The synchronous-promise package includes an index.d.ts. To install, run:

typings install npm:synchronous-promise --save

On any modern TypeScript (v2+), you shouldn't need to do this.

Also note that TypeScript does async/await cleverly, treating all promises equally, such that await will work just fine against a SynchronousPromise -- it just won't be backgrounded.

HOWEVER: there is a very specific way that SynchronousPromise can interfere with TypeScript: if

  • SynchronousPromise is installed globally (ie, overriding the native Promise implementation) and
  • You create a SynchronousPromise which is resolved asynchronously, eg:
global.Promise = SynchronousPromise;
await new SynchronousPromise((resolve, reject) => {
  setTimeout(() => resolve(), 0);
}); // this will hang

This is due to how TypeScript generates the __awaiter function which is yielded to provide async/await functionality, in particular that the emitted code assumes that the global Promise will always be asynchronous, which is normally a reasonable assumption.

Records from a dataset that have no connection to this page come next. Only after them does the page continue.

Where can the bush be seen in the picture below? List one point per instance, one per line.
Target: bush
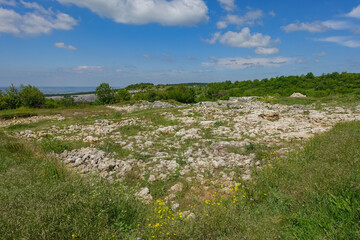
(105, 94)
(31, 96)
(67, 101)
(182, 94)
(51, 103)
(3, 104)
(11, 98)
(122, 95)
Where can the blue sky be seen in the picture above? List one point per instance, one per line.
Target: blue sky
(86, 42)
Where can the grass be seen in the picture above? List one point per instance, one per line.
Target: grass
(334, 100)
(314, 193)
(41, 200)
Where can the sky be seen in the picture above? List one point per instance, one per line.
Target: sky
(122, 42)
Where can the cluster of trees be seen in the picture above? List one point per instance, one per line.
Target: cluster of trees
(310, 85)
(27, 96)
(180, 93)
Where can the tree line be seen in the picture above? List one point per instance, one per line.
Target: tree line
(310, 85)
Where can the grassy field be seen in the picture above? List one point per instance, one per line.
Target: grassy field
(312, 194)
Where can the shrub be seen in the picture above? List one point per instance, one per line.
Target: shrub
(50, 103)
(3, 104)
(31, 96)
(67, 101)
(105, 94)
(11, 98)
(122, 95)
(182, 94)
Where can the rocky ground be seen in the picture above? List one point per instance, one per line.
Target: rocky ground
(213, 144)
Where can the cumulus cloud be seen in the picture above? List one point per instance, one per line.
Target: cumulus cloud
(341, 40)
(39, 21)
(228, 5)
(266, 51)
(168, 13)
(85, 68)
(242, 63)
(64, 46)
(146, 56)
(8, 2)
(318, 26)
(248, 19)
(320, 54)
(355, 13)
(242, 39)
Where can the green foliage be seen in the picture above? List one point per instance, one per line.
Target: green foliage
(41, 200)
(320, 86)
(12, 98)
(182, 93)
(122, 95)
(3, 104)
(67, 102)
(140, 86)
(105, 94)
(31, 96)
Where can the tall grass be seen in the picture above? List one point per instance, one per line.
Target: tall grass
(312, 194)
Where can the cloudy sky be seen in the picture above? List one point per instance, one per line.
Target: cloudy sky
(86, 42)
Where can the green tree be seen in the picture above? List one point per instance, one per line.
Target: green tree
(122, 95)
(12, 98)
(3, 104)
(105, 94)
(31, 96)
(182, 94)
(67, 101)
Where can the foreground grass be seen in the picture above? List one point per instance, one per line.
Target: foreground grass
(312, 194)
(41, 200)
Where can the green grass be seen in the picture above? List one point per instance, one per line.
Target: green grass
(41, 200)
(312, 194)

Installing SynchronousPromise globally may be a useful testing tactic, which I've used in the past, but I've seen this exact issue crop up in production code. SynchronousPromise therefor also provides two methods:

  • installGlobally
  • uninstallGlobally

which can be used if your testing would be suited to having Promise globally overridden by SynchronousPromise. This needs to get the locally-available __awaiter and the result (enclosed with a reference to the real Promise) must override that __awaiter, eg:

declare var __awaiter: Function;
beforeEach(() => {
  __awaiter = SynchronousPromise.installGlobally(__awaiter);
});
afterEach(() => {
  SynchronousPromise.uninstallGlobally();
});

It's not elegant that client code needs to know about the transpiled code, but this works.

I have an issue open on GitHub https://github.com/Microsoft/TypeScript/issues/19909 but discussion so far has not been particularly convincing that TypeScript emission will be altered to (imo) a more robust implementation which wraps the emitted __awaiter in a closure.

Production code

The main aim of SynchronousPromise is to facilitate easier testing. That being said, it appears to conform to expected Promise behaviour, barring the always-backgrounded behaviour. One might be tempted to just use it everywhere.

However: I'd highly recommend using any of the more venerable promise implementations instead of SynchronousPromise in your production code -- preferably the vanilla ES6 Promise, where possible (or the shim, where you're in ES5). Or Q. Or jQuery.Deferred(), Bluebird or any of the implementations at https://promisesaplus.com/implementations.

Basically, this seems to work quite well for testing and I've tried to implement every behaviour I'd expect from a promise -- but I'm pretty sure that a native Promise will be better for production code any day.